If you want the actual style rules, start with the style guide. This page is about the tool: how to run it, what it guarantees, and where its current limits are.

Quick Start

No-install fallback

If you did not run make install, you can still run the incan binary directly:

  • from the repository root:
./target/release/incan ...
  • or via an absolute path (from anywhere):
/absolute/path/to/incan run path/to/file.incn

Repo formatting vs Incan formatting

  • Use incan fmt to format Incan source files (.incn).
  • Use make fmt to format the Rust compiler/tooling code in this repository.
# Format a single file
incan fmt myfile.incn

# Format all .incn files in a directory
incan fmt src/

# Check if files need formatting (CI mode)
incan fmt --check .

# Show what would change without modifying
incan fmt --diff myfile.incn

--diff output can look empty for EOF-only changes

If the only change is at end-of-file (like adding/removing a trailing newline), some diff viewers may not display an obvious change even though incan fmt would update the file.
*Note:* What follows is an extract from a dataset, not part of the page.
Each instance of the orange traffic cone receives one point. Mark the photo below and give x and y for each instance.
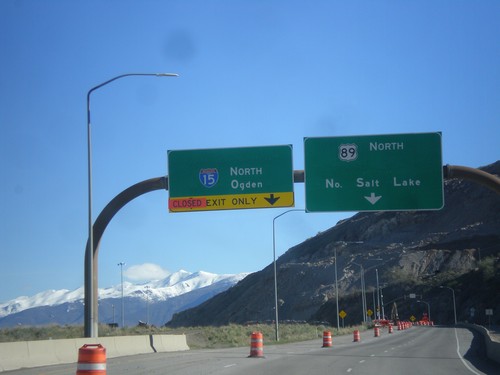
(91, 360)
(327, 339)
Relationship To The Style Guide

The style guide is the canonical source for what Incan code should look like:

incan fmt should make valid source conform to that guide. In particular, the current formatter contract includes:

  • 4-space indentation
  • a 120-character line-length target
  • best-effort wrapping for long parenthesized logical expression chains at and / or breakpoints
  • top-level double-blank-line spacing only where the style guide permits it
  • preservation of one authored readability gap inside ordinary code blocks
  • comment placement that remains same-scope and structure-aware
  • one trailing newline at end-of-file

RFC 053 remains the historical design record for the vertical-spacing portion of that contract.

CLI Options

Option Description
incan fmt <path> Format file(s) in place
--check Exit non-zero if files would be reformatted (useful for CI)
--diff Show what would change without modifying files

Exit Codes

Code Meaning
0 Success (no changes needed, or formatting complete)
1 Files need formatting (with --check) or errors occurred

CI Integration

Add to your CI pipeline to enforce consistent formatting:

# GitHub Actions example
- name: Check formatting
  run: incan fmt --check .

Configuration

Currently, formatting options use sensible defaults. Configuration file support (for example incan.toml) is planned for a future release.

Default settings:

  • Indent: 4 spaces
  • Line length: 120 characters
  • Quote style: Double quotes
  • Trailing commas: Yes (in multi-line)

The same formatting behavior applies through both incan fmt and the library formatter API. FormatConfig controls ordinary options such as indentation, line length, quote style, and trailing commas, but it does not currently expose blank-line or comment-placement overrides.

Logical Expression Chains

When a parenthesized logical expression chain exceeds the configured line-length target, incan fmt may split the chain onto multiple lines with the and / or operators leading each continuation line:

return (
    item.kind_name == "filter"
    and item.predicate_kind_name == "bool_literal"
    and item.source_name == "rewritten_prism_node"
)

Short parenthesized logical expressions remain inline.

Limitations

Parse-required

The formatter requires valid syntax. Unlike some formatters that can tolerate partial or broken code, incan fmt works on parsed syntax and cannot format files with syntax errors.

If a file has errors, you'll see:

Error formatting myfile.incn: Parser error: [...]

Fix syntax errors before formatting.

Line length is best-effort

The 120-character line length is a target, not a strict hard limit. The formatter does not yet rewrite every possible overflowing construct. Very long strings, signatures, fluent call chains, and some nested expressions may still require manual judgment.